Pancake lenses are more costly to manufacture and require complex machining for accurate production and assembly. We've poured significant research and development in lens design, films, coatings, and manufacturing processes to optimize results, improve field of view and optical performance, and make pancake lenses viable for virtual reality.

One additional aspect to consider is catering to people who wear glasses. Due to Beyond's small form factor, there is no space physically to accommodate glasses. Instead, we manufacture custom prescription lenses for each customer to their prescription. The lens inserts are magnetic and can be easily attached or removed.

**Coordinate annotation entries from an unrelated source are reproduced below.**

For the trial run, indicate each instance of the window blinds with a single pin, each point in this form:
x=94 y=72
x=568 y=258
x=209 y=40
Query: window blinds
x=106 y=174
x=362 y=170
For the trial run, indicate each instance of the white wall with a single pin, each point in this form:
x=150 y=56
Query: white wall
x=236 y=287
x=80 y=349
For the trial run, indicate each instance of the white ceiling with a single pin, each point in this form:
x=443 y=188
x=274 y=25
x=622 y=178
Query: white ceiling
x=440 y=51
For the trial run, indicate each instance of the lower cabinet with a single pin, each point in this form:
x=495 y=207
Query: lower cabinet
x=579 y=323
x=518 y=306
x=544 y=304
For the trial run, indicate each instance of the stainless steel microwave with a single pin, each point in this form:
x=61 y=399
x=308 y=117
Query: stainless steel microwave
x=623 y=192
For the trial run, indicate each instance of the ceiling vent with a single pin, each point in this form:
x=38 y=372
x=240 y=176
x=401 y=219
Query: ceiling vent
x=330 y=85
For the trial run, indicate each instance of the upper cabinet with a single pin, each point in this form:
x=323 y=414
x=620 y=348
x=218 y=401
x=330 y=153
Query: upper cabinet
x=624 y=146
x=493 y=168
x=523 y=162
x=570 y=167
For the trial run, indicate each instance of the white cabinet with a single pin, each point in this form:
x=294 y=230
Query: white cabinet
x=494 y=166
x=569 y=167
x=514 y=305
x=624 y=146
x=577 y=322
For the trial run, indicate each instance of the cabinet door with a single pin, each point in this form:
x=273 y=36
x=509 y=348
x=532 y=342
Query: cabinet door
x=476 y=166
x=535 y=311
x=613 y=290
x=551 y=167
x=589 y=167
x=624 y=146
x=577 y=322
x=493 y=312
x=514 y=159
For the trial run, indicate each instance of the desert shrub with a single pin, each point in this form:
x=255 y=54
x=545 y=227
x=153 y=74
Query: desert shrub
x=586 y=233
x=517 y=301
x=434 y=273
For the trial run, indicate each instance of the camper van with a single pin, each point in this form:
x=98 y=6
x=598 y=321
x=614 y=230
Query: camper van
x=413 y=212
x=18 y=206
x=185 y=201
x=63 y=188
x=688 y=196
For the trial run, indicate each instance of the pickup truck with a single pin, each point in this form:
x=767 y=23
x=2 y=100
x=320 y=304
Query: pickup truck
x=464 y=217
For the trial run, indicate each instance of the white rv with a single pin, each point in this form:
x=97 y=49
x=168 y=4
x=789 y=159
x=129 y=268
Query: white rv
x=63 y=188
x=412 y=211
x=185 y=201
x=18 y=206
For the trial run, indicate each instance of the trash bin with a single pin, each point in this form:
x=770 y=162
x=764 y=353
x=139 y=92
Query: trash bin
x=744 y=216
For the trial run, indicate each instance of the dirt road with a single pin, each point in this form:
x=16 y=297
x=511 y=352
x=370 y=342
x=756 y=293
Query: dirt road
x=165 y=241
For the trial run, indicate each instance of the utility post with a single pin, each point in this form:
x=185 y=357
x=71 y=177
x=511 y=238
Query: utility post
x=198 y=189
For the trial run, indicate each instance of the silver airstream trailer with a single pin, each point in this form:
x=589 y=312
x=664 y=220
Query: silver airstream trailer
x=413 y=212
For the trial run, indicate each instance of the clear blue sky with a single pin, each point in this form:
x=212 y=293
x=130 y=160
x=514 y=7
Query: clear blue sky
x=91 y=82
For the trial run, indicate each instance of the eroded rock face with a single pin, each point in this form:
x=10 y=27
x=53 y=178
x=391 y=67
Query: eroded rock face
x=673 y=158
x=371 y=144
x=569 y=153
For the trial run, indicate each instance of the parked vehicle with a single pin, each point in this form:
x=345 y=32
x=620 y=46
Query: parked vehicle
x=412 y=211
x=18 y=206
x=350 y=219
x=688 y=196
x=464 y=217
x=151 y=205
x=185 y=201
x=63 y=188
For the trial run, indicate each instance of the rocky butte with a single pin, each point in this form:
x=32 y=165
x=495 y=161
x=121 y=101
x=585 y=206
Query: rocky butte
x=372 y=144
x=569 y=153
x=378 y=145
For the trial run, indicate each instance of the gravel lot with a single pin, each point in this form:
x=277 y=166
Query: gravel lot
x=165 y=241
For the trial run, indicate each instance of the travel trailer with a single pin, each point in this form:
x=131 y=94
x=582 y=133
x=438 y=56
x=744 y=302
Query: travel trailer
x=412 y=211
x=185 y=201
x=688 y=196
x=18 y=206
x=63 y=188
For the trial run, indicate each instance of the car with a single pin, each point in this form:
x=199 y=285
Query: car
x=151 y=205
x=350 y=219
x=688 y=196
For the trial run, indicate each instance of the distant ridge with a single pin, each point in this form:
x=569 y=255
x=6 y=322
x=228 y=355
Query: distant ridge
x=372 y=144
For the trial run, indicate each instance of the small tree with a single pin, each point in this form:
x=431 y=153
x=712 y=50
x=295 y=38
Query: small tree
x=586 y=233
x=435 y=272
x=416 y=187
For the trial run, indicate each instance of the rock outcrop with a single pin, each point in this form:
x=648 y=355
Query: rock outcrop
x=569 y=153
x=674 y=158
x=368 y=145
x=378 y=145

"@BigscreenVR continues to amaze me with the Bigscreen Beyond. 😍 Today I received my prescription inserts. Here they are (bottom of pic) compared to my Quest 2 inserts. Quarter for scale! 😂 #VR #VirtualReality #amazingtech" @AriabelVR

Due to the way pancake optics work, 90% of light is lost as light bounces between lens elements. After years of R&D, this is the first time in history that we've been able to manufacture micro-OLED displays that are this tiny that also have sufficient brightness to be able to be used for VR. Our micro-OLED displays output thousands of nits of brightness. Paired with our pancake optics, the end result is a bright VR image close to what people are typically accustomed to in other VR headsets of approximately 70 to 80 nits to the eye at default settings. Beyond also comes with a Windows-based utility that features an Overdrive Mode allowing people to achieve up to 120 nits to the eye with higher persistence.

Beyond is the end result of years of innovation. Achieving the same field of view as larger headsets like the Meta Quest in a form factor five times smaller and with considerably smaller displays that require more magnification has been a remarkable engineering feat. We're very proud of what we've accomplished and look forward to sharing more technical details in upcoming blog posts.